The enthalpy of formation describes the change in energy that a system of reactants undergoes in order to form the product. In this case, nickel and oxygen are the reactants which undergo a thermodynamic and chemical change, to produce nickel (ii) oxide. Nickel is normally present as a solid, and oxygen as a gas.` Ni(s) + O_2 (g)-> NiO(s)`
There isn't really a generalized way of knowing what the state of the product will be, but a little research shows that nickel(ii) oxide will be a solid. Nickel itself is normally present as a solid, and oxygen as a gas.
In order to solve this problem, you will need several charts. Unfortunately not all of the charts that I have, or was able to find on the internet, gave consistent values; I would recommend that you use only the charts provided in your textbook or by your instructor.

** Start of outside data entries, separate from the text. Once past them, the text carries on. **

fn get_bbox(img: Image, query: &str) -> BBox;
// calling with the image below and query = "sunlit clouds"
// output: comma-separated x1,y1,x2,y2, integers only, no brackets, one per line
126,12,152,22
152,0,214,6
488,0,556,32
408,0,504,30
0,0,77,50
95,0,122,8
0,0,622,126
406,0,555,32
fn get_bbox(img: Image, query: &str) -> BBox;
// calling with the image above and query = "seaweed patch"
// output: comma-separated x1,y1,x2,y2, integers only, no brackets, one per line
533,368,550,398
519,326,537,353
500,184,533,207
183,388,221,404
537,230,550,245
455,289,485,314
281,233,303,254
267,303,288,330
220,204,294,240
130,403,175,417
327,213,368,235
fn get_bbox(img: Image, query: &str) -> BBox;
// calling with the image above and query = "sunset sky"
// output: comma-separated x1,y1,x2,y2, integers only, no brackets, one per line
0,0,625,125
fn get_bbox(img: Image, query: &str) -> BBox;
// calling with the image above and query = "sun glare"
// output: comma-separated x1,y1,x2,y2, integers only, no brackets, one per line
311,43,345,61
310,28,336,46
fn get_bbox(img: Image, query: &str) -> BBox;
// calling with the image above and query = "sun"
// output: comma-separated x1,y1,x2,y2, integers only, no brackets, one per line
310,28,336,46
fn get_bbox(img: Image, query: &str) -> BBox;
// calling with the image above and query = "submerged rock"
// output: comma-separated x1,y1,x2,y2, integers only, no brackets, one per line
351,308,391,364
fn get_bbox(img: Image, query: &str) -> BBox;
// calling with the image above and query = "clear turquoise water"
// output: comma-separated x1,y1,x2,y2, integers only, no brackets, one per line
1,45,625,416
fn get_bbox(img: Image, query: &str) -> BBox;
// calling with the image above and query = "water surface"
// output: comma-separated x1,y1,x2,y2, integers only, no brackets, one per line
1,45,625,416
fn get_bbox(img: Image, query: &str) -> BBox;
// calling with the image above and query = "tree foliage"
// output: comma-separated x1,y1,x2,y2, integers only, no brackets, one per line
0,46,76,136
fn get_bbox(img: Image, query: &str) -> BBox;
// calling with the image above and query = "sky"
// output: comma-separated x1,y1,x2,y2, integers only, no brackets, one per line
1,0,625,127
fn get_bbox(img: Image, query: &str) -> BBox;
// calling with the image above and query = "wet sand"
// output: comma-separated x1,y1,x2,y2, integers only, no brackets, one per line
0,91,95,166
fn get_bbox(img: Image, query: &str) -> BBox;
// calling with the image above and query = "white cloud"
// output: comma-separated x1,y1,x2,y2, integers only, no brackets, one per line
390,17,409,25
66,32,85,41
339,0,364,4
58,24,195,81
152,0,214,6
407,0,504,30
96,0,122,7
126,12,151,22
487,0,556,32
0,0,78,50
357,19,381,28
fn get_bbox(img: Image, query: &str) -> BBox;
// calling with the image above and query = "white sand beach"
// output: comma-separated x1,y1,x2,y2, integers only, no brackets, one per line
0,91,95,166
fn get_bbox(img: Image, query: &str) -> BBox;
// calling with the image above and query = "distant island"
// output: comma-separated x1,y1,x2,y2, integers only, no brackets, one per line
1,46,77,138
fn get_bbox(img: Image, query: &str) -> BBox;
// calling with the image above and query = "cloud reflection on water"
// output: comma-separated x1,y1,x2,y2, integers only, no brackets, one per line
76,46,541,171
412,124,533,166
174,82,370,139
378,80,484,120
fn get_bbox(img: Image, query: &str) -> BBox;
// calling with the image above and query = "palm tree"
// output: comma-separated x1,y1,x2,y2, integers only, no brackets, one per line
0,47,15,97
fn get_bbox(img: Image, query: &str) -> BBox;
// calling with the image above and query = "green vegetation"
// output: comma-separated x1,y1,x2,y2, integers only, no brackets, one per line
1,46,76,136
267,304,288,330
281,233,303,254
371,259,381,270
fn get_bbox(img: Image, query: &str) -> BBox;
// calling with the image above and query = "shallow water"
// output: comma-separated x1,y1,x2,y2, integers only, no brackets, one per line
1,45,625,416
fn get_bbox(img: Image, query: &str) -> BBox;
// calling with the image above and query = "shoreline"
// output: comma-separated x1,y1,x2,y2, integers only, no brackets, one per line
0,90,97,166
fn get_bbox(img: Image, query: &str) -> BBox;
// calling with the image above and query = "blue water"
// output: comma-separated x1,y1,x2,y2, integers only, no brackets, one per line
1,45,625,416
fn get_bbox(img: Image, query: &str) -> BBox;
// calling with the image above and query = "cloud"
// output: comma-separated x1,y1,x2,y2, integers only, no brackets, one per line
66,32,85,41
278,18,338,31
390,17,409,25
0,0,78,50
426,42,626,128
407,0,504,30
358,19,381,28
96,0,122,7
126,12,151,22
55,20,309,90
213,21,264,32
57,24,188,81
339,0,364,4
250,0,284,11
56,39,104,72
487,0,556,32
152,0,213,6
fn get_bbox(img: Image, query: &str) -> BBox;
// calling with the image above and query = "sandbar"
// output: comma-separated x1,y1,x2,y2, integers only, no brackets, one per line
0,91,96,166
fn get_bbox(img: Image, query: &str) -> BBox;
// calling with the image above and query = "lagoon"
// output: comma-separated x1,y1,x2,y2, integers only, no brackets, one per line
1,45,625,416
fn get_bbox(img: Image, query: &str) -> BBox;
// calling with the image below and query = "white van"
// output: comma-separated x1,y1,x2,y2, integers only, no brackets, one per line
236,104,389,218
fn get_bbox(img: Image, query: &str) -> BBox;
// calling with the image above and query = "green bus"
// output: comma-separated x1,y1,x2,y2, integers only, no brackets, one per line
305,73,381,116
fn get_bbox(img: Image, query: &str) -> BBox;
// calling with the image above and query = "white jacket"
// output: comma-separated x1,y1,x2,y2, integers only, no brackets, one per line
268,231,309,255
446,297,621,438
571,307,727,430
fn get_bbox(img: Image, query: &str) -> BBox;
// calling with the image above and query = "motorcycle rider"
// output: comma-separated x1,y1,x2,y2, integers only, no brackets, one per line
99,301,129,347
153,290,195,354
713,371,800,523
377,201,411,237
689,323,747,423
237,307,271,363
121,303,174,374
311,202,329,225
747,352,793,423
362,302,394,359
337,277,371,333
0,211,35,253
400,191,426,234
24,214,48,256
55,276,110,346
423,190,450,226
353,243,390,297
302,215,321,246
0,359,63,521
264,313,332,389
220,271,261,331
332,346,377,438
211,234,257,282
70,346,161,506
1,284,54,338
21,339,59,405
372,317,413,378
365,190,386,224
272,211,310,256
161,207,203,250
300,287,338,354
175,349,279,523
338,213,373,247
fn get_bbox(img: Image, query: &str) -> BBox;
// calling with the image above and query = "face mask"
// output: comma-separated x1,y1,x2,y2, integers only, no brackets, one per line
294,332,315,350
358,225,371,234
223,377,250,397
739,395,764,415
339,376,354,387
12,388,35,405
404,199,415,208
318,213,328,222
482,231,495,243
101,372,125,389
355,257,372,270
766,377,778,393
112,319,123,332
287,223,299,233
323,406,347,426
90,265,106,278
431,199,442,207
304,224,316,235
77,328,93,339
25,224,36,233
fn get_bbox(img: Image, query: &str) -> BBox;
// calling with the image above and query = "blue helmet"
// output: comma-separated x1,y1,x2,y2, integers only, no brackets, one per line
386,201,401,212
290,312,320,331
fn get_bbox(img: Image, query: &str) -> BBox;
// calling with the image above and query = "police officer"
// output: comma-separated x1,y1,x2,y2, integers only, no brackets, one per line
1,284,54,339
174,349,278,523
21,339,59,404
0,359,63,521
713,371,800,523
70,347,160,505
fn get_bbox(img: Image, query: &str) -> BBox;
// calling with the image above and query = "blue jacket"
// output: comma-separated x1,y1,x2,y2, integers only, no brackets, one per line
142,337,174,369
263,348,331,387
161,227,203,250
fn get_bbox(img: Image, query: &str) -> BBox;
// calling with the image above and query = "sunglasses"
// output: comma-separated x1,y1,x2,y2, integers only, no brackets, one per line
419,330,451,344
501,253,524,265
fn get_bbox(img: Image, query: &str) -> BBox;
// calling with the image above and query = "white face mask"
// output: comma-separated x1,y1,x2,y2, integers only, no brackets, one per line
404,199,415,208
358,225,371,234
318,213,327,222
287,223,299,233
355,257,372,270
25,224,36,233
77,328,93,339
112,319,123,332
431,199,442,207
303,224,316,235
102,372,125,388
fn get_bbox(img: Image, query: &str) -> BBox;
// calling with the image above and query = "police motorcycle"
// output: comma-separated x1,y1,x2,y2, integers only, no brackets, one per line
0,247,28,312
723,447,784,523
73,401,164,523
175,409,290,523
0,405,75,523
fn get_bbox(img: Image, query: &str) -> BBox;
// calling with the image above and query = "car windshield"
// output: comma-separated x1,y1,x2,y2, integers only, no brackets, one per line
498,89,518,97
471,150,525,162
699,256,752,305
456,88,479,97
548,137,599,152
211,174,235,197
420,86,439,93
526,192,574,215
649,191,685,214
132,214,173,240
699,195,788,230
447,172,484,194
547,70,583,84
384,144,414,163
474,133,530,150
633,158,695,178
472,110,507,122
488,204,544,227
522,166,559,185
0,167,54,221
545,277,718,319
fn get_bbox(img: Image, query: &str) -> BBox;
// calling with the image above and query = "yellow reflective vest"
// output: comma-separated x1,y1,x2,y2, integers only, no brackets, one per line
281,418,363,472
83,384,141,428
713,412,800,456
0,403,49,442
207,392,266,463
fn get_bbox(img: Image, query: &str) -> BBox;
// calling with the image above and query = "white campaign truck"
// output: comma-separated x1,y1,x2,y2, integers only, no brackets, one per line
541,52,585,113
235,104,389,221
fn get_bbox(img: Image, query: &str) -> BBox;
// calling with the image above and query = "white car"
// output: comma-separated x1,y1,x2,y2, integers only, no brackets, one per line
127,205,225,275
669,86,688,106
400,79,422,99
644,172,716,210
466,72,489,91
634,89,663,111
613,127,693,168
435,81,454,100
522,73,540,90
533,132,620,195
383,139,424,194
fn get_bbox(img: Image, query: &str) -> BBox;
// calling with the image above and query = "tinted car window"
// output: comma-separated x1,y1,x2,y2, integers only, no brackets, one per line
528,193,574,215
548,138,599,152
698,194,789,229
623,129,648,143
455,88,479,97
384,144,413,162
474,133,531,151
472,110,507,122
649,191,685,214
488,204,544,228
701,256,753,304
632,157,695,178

There are several steps that we need to account for;
- We need to turn both reactants into monatomic gases so that they can react completely
- We need to ionize both reactants with the gain or loss of two electrons
- We need to account for the loss of electromagnetic potential when the charged ions bond and produce a solid
First, we only need one oxygen atom for every nickel atom; however oxygen is only available in O2 form. Thus we can either double some of our coefficients for nickel, or halve our coefficients for oxygen gas. I have chosen to halve the oxygen gas coefficients.
Enthalpy of atomization for nickel: 431kj
Enthalpy of atomization for O2: 294(.5) = 147kj
Second, we need to take away two electrons from the nickel, and add them to the oxygen.
First and second ionization energies of nickel atoms: 737kj, 1753kj
First and second electron affinities for oxygen: -142kj, 844kj
Third, we account for the lattice energy of the newly bonded NiO: I found a variety of numbers for this value, and have chosen to use -4000kj. Again, I strongly recommend that you use only the data provided in your own textbook for these values.